Daniel Fontana

Personal information
- Full name: Daniel Monzoro Fontana
- Born: 31 December 1975 (age 50) General Roca, Río Negro, Argentina
- Height: 1.81 m (5 ft 11 in)
- Weight: 70 kg (154 lb)

Sport
- Country: Argentina Italy
- Team: Dimensione Dello Sport (DDS)
- Coached by: Simone Diamantini

Medal record
Men's triathlon
Representing Italy
Ironman 70.3 World Championship
| Gold medal – first place | 2011 Pucón | Elite |
| Gold medal – first place | 2011 Pescara | Elite |
| Gold medal – first place | 2012 Pescara | Elite |
| Silver medal – second place | 2009 Clearwater | Elite |
| Silver medal – second place | 2010 Pucón | Elite |
| Silver medal – second place | 2012 Cozumel | Elite |

= Daniel Fontana =

Argentine-Italian triathlete

Daniel Monzoro Fontana (born December 31, 1975, in General Roca, Río Negro) is an Argentine-born Italian professional triathlete. Fontana started out as a swimmer in Argentina, until he began his triathlon career in 1994, while racing for his homeland. He first competed at two Pan-American Games (1999 and 2003), and at the 2004 Summer Olympics in Athens, as part of the Argentina team, where he placed twenty-eighth in the men's triathlon, with a time of 1:57:14. In 2006, Fontana relocated to Italy, and became a naturalized citizen to take his athletic abilities to a higher level.

At the peak of his career, Fontana has won seven titles in triathlon, four for Argentina and the other three for Italy. He had also achieved three top fifteen placements at the World Olympic Distance, including his eighth-place finish in 2005, which considered highest by an Italian male. Fontana also qualified for the 2008 Summer Olympics in Beijing, and competed for the Italian team in men's triathlon. He finished only in thirty-third place, with a time of 1:52:39.
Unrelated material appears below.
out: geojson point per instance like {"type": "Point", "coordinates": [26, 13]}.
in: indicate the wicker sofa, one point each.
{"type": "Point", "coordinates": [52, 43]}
Following his second Olympic participation, Fontana opted to run for the long-distance triathlon, and competed at the 2009 Ironman 70.3 World Championship in Clearwater, Florida, United States, where he finished second behind Germany's Michael Raelert with a time of 1:12:00. He was also able to beat New Zealand-born U.S. triathlete Matt Reed, who finished behind him at the Olympics, during the race. Fontana also obtained his third-place finish at the Ironman series in South Africa with the time of 8:18:51, and two championship titles at the 2011 Ironman 70.3 World Series in Pucón, Chile and in Pescara, Italy.

In 2012, Fontana performed well with a second-place finishes at the TriStar Cannes tournament, and at the 2012 Ironman 70.3 World Series, although he had suffered some physical injuries during the race.

On March 30, 2014, Daniel was first on the podium at the Ironman Los Cabos with 8:26:15, being the first Italian winning a race in the Ironman Championship.

Fontana is currently a member of an Italian professional triathlon team, Dimensione Dello Sport (DDS), coached by Simone Diamantini. He resides in Settimo Milanese, Italy.